I have following configuration:

  • Passing deployment files into docker container during starting
  • Does windows 7 supports docker daemon?
  • Docker creating a new image with an added Java application
  • docker reverse-proxy doesnt work when change network (by --net)
  • Managing container dependencies on startup
  • Passing binary data to callables on AWS
  • /etc/subuid

     user:100000:65536
    

    /etc/subgid

     user:100000:65536
    

    /etc/docker/daemon.json

    {                              
      "userns-remap": "ns-user" 
    }
    

    I’ve created user ns-user with UID 100000 and group ns-user with GID 100000. Additionality I’ve added ns-user to group docker. When I log in as ns-user on host machine then I can use docker via socket.
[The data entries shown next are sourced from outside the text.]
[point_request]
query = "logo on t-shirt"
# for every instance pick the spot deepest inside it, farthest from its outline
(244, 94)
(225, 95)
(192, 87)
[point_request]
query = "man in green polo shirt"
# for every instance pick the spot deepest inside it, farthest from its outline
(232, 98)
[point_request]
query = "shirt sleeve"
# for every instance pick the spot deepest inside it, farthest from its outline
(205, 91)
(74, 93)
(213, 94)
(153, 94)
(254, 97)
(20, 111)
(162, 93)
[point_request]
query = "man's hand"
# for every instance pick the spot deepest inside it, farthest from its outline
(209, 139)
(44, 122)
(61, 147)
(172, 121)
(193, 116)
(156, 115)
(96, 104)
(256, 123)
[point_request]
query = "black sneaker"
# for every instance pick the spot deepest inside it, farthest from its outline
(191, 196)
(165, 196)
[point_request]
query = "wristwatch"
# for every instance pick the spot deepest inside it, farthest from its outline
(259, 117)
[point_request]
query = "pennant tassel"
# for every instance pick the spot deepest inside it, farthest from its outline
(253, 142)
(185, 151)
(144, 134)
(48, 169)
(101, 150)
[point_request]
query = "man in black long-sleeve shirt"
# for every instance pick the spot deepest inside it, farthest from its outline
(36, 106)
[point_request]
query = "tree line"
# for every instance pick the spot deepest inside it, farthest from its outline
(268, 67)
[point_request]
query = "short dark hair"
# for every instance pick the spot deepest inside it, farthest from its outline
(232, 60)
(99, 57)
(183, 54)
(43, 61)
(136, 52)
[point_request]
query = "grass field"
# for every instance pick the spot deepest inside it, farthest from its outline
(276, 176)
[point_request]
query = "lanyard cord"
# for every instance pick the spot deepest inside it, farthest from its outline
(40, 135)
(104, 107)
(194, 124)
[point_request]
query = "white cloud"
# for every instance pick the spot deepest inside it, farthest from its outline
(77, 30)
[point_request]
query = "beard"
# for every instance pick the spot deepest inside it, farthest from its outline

    The problem is that when I run container with docker socket mounted I’ve got permission denied on socket. Socket privileges inside docker container:

    srw-rw---- 1 nobody nogroup 0 Jun 26 15:00 /var/run/docker.sock
    

    EDIT 1:

    To clarify I thought that root (uid 0) inside container maps to ns-user (uid 100000) on host which has permission to docker socket. but in fact I get permission denied. Why?

    I do not want to use –userns=host parameter.

  • Creating BigInsights (IBM Hadoop) Docker image, sysctl issue
  • Unable to view rails app running in docker container from browser
  • Docker Machine vs Docker run
  • passing arguments to docker exec from bash prompt and script
  • Docker Cannot start container port has already been allocated
  • How to remote access(from out net) to jupyter notebook running on docker on ubuntu server
  • Docker will be the best open platform for developers and sysadmins to build, ship, and run distributed applications.